A young man at New England College's College Convention 2012 asked the candidate how same sex marriage effected him personally.

"I'm surprised I got a gay marriage question at a college crowd," Santorum joked. "You, the one that wants to do this, tell me the justification. What is the public purpose?"

"The reason why you would change the law to begin with is because two people who love each other, who want to legally be able to see each other if they're in the hospital, who want to just have the same right you and your wife do," a male student replied.

Santorum argued that a legal contract would allow partners to see each other in the hospital and marriage was not necessary.

"How about the ideas that all men are created equal?" a young woman asked.

"So anybody can marry anybody else?" Santorum asked as the students agreed. "So anybody can marry several people? ... So if you're not happy unless you're married to five other people, is that OK?"

"That's irrelevant!" someone shouted.

"It's morally right for two men to have the same rights as a man and a woman," the young woman explained.

"OK, well what about three men?" Santorum pressed.

"What I'm asking is how you justify your belief based on this high morals you have about all men being created equal, when two men who want to marry... I'm talking about the basic right you give another woman," the woman said.

"You know it's important that if we're going to have a discussion based on rational, reasoned thought that we employ reason," Santorum objected. "If she reflects the values [of Americans], marriage can be for anybody or any group of people, as many as necessary, any two people, or any three or four.
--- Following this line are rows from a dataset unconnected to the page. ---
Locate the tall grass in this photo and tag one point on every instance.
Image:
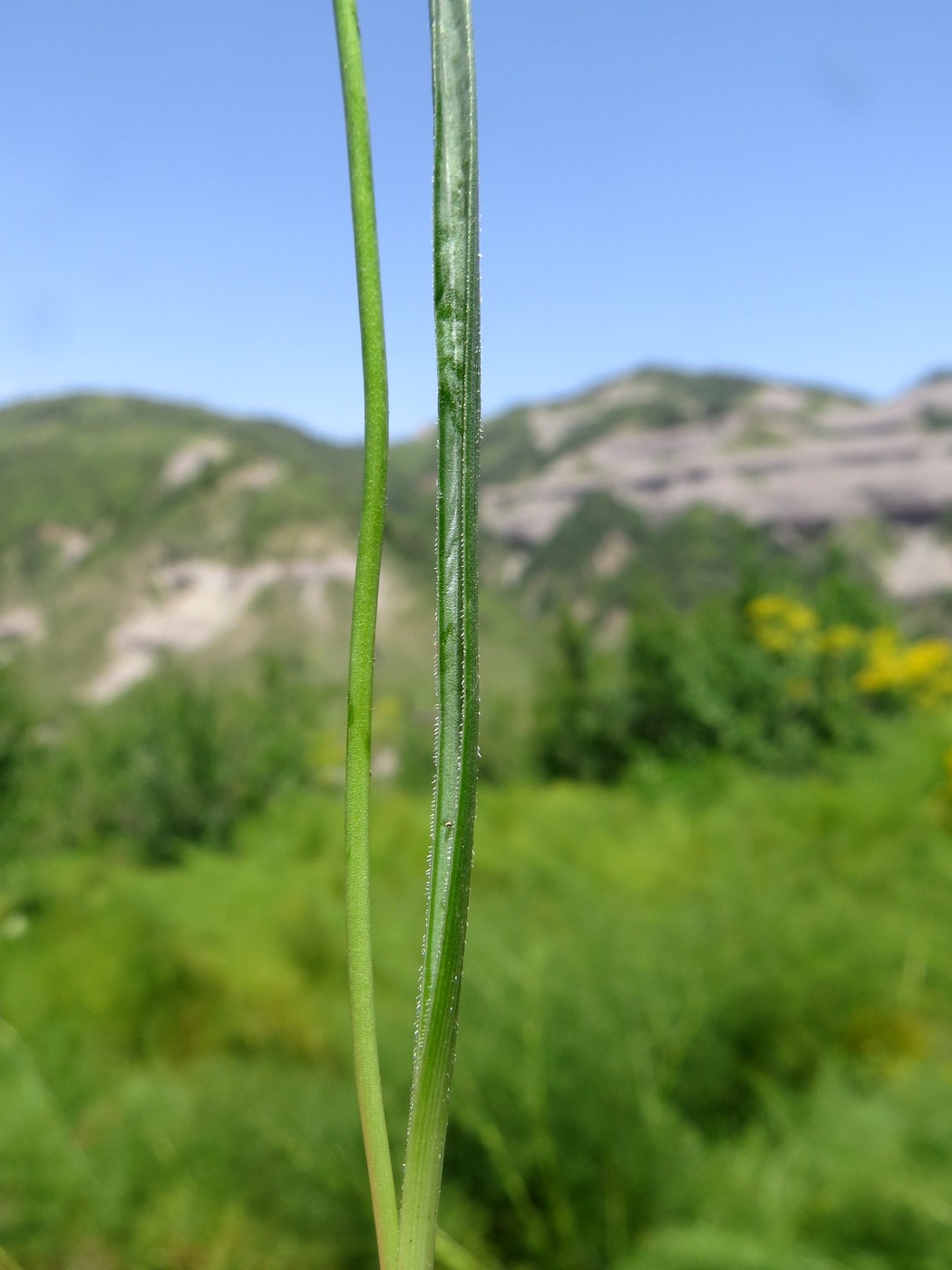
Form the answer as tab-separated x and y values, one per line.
408	1241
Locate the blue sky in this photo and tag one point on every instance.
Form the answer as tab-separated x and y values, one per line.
751	184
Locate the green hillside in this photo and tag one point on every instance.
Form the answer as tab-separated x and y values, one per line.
707	1016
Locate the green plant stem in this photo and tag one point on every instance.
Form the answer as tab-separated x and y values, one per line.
364	630
457	317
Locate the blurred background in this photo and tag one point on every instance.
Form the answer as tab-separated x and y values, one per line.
707	1021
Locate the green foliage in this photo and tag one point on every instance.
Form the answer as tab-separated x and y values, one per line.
175	761
580	727
706	1025
688	683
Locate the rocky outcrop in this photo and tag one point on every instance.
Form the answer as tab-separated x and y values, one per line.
784	456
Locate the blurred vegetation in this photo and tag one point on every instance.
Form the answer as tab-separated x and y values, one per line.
707	1024
707	1020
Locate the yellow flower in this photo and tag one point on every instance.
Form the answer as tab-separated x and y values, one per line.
781	624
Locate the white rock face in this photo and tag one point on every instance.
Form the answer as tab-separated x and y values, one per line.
254	476
73	543
23	625
922	565
840	463
199	601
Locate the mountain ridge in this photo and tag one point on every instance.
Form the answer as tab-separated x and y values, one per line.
132	529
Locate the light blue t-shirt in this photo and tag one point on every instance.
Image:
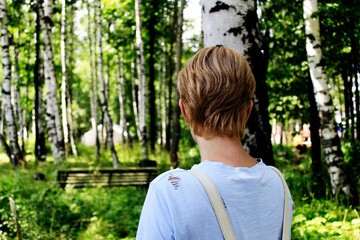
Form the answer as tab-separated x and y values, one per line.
177	207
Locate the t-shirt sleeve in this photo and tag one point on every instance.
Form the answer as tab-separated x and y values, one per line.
155	220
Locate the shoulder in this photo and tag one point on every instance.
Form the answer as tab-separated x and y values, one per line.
172	180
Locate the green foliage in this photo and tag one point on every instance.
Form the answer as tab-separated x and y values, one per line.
48	212
314	218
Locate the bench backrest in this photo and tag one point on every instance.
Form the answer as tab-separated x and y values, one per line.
83	177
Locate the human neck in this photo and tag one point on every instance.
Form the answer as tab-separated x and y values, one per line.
226	150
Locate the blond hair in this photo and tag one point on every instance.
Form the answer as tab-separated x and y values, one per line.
216	86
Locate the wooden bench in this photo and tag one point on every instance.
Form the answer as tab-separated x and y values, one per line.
106	177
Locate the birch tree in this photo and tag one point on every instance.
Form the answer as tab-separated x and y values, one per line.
40	148
340	180
54	124
104	104
142	80
64	80
134	93
15	153
176	133
18	96
93	83
234	24
69	62
121	84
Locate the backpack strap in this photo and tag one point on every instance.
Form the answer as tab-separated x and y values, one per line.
217	204
220	211
286	218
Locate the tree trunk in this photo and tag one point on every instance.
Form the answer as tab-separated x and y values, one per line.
134	94
347	98
355	65
340	180
54	125
103	99
18	97
64	82
94	85
176	133
318	172
164	100
151	66
142	81
16	154
121	83
234	24
40	147
69	78
170	77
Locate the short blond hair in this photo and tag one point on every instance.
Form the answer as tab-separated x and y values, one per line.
216	87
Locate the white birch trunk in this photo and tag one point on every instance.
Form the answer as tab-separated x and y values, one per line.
54	124
234	24
16	154
95	88
17	100
70	73
164	96
176	132
133	94
107	120
330	141
64	81
121	82
142	80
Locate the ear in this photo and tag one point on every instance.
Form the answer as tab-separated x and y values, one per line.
249	110
183	110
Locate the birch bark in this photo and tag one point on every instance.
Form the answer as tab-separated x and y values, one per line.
176	133
54	124
16	155
121	82
339	177
64	80
142	80
103	99
18	98
134	93
234	24
40	148
95	92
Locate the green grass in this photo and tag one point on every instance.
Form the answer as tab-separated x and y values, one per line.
48	212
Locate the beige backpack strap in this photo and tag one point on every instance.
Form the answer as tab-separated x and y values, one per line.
286	218
217	204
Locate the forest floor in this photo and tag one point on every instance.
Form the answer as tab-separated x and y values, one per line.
46	211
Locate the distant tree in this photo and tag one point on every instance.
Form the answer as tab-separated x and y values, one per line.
40	148
179	52
93	82
234	24
54	125
121	84
340	179
103	99
143	94
14	152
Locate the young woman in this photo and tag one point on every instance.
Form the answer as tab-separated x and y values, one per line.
216	87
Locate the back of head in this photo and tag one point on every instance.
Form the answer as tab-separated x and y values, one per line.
216	86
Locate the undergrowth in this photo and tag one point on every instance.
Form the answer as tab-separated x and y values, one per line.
46	211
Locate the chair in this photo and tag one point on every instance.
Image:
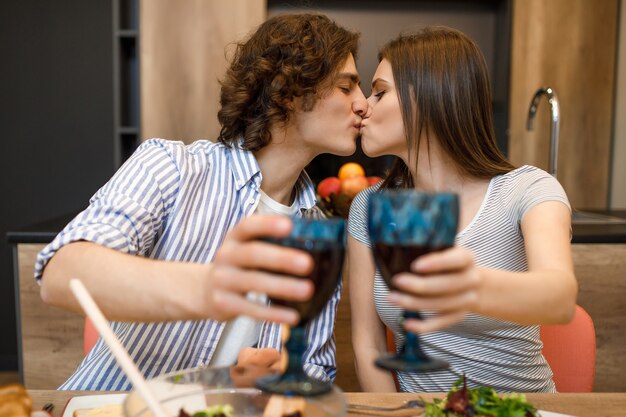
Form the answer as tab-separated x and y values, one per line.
90	336
570	350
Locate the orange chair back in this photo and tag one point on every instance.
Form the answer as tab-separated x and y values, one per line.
570	350
90	336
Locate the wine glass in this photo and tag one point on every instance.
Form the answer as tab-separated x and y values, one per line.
323	239
403	225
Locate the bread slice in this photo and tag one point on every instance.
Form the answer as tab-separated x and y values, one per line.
111	410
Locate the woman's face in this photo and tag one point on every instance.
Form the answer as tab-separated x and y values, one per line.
382	129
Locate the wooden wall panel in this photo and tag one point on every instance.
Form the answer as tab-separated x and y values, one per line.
182	56
52	338
568	45
601	273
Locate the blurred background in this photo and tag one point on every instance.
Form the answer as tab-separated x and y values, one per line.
83	82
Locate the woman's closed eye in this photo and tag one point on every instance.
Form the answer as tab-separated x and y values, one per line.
379	95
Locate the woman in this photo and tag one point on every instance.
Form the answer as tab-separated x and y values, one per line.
511	268
169	246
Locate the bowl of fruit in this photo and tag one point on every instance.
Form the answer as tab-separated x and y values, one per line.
335	194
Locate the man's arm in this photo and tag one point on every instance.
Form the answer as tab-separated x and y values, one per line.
134	288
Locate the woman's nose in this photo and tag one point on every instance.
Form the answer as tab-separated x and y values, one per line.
368	113
360	105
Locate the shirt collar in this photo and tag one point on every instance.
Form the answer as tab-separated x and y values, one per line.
245	168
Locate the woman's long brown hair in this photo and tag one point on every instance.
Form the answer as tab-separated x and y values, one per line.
443	87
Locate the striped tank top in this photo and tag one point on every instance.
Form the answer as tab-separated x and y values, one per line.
490	352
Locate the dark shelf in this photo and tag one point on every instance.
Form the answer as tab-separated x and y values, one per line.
128	33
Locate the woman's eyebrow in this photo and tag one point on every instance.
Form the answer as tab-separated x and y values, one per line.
378	81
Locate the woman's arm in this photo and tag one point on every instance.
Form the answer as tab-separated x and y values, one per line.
135	288
368	332
452	284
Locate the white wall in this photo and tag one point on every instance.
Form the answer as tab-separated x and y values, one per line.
618	184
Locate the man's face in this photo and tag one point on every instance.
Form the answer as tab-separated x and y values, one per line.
333	124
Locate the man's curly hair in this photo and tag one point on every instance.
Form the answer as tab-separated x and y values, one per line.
288	56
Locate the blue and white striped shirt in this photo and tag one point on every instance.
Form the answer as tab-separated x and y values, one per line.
177	202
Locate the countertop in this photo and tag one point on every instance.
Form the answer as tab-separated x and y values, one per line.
45	231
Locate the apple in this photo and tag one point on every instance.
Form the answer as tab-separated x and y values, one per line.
328	186
353	185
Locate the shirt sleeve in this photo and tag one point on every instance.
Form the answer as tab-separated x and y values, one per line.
537	186
357	220
128	212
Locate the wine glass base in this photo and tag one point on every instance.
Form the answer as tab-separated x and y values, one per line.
400	363
302	386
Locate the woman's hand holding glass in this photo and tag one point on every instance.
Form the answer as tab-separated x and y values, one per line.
446	282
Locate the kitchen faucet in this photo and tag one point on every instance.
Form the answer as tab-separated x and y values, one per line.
554	125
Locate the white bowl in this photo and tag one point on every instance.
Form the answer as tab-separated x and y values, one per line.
199	388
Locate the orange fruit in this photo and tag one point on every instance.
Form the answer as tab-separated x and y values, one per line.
349	170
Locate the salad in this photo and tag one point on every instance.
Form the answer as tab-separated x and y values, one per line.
475	402
214	411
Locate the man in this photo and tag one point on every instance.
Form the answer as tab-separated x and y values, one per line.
171	237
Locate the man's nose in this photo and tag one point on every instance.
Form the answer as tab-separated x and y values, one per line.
360	106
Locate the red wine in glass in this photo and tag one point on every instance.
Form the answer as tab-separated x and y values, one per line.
404	225
323	239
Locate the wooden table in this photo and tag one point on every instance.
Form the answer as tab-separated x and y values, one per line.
580	405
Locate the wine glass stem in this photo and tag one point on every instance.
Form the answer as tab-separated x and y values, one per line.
412	350
295	348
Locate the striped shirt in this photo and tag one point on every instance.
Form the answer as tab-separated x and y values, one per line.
177	202
490	352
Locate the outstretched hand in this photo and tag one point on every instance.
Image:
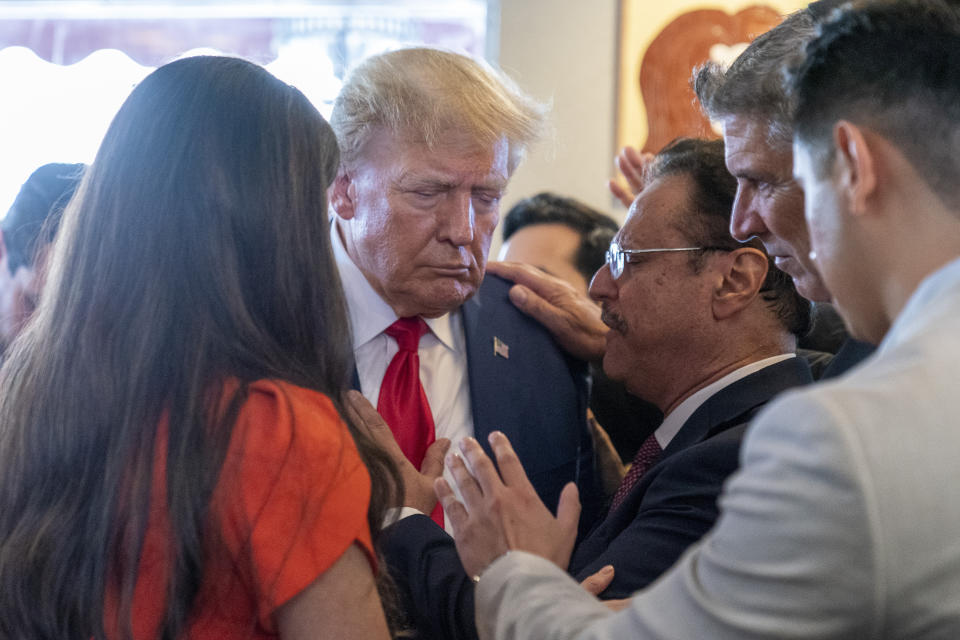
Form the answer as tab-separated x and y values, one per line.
417	484
632	165
572	318
501	515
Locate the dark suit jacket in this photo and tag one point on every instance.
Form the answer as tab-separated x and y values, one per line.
675	502
673	506
537	396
Marriage really means whatever you want it to mean."

For his final question at the event, Santorum was asked if he would work to overturn existing same sex marriage and medical marijuana laws.

"I don't believe we can have 50 definitions of marriage in this country," Santorum opined. "I'll use an extreme example: Because you're 19-years-old and female, you're allowed to live in this state. Because he's 30-years-old and a male, he's not. Well, obviously we're not getting there and that's an absurd example. But it is -- if you're certain amount of gestational age or if you were born and there are some states that advocated for mercy killings, for example, euthanasia, and you can be euthanized if you're in one state but you can't be if you're in another state. Those are things that I think are counter to the Constitution."

"I don't know my medical marijuana laws very well to be honest with you," he added. "I feel that they are a hazardous thing for society and so I would -- well, I formed that opinion from my own life experiences and having experienced that. I went to college too."

That answer earned the former Pennsylvania senator loud and sustained boos as he tried to exit the stage.